Valdimar Jóhannsson has delivered an absolutely fascinating debut, one that is as quietly dramatic as it is intensely off-putting. Advertised as a horror film, a story about a family that spirals out of control, it is instead a domestic tale about toxic family interactions in the Icelandic rural scene. This slowly-dying community is one ripe for folk stories that shine a lens on the dichotomy between the encroaching modern world and the fading farming traditions.
Lamb, co-written by Jóhannsson and Icelandic poet/novelist Sjón (their answer to Britain’s Neil Gaiman), tells the story of Maria (Noomi Rapace) and Ingvar (Hilmir Snær Guðnason). These two shepherds are struggling their way through the aftermath of some tragedy, one that is never explicitly stated but is heavily implied to be the loss of a child. One day they see that there is an oddity as they birth a new lamb. The reveal of the film, which takes place about a third of the way through and was revealed quite openly in the trailer and is more important the the folktale aspect of the film than anything horrific. Ada, as the couple dubs her, is a child with the head of a lamb (as well as one hoof sticking out of her sweater sleeve) that becomes a surrogate to channel their pain into.

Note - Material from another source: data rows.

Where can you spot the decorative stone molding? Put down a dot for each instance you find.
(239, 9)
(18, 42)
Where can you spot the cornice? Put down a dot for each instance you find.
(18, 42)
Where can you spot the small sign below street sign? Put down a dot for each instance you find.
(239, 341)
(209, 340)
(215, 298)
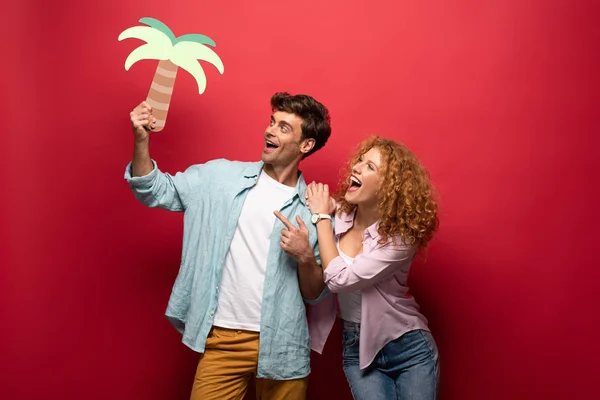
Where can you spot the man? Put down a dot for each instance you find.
(236, 297)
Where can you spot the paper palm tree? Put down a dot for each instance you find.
(173, 53)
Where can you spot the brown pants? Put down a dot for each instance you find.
(229, 361)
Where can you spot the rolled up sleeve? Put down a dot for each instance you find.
(163, 190)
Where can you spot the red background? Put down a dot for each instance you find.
(498, 98)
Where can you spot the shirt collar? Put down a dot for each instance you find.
(345, 222)
(253, 170)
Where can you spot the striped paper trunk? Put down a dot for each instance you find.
(160, 92)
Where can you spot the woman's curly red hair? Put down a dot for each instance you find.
(406, 197)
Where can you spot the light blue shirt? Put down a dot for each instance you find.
(211, 196)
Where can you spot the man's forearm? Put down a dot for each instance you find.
(310, 277)
(141, 164)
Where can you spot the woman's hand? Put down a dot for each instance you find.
(318, 199)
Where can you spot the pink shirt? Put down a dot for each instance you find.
(380, 272)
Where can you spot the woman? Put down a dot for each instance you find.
(385, 215)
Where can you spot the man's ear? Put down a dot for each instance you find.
(307, 145)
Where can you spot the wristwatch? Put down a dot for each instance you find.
(316, 217)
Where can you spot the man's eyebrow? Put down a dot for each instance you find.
(286, 124)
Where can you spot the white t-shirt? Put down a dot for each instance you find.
(240, 293)
(350, 303)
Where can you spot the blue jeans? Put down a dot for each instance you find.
(406, 368)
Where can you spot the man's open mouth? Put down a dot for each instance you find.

In an interview for Inside Hook, Sjón speaks on the the acceptance of weird and dark fantasy creatures in mythological folklore. Maria and Ingvar are immediately loving and accepting of this child, having no idea where she came from and what she truly is, and when Ingvar’s brother Pétur (Björn Hlynur Haraldsson) shows up things begin to fall apart. Pétur represents the future, an industrial and modern-age individual encroaching on this quiet, foggy life in the hills. He’s clad in black leather and is formerly from a popular Icelandic rock band, all things that stand against the wool-clad farmers in their forgotten home. His modernity, which classes nicely against the abandoned farm the film was shot at, serves as a nice grounding that reminds Maria and Ingvar that this creature isn’t normal and is indeed a problem.
Ada is not the real issue, at least not outside of the absurdist appearance she flaunts at every turn. The family dynamic is far more fraught than anything she could cause, with hints of a sexual history between Pétur and Maria with Ingvar ambiguously in the dark. Pétur is the agent of chaos here, which is an oddity up next to a child that has a lamb-head. While Ingvar and Maria live in a symbiotic relationship with nature, the balance of power is never truly theirs. No amount of control can actually stand up to what they’ve stumbled upon, and it leads to a climax most are going to find truly baffling.
While I can’t recommend this to everyone, I can certainly say that those willing to accept the slow-burn nature of Jóhannsson’s debut (coupled with the sheer absurdism of the way Ada is visualized) will find plenty of contemplative material to mine here. Sure, the film opens with a large, heavily-breathing entity that has sex with a sheep, but from there everything cools down into an intricate look at the complexity of power dynamics not only within a family, but between man and nature.
Lamb is currently playing in select theatres.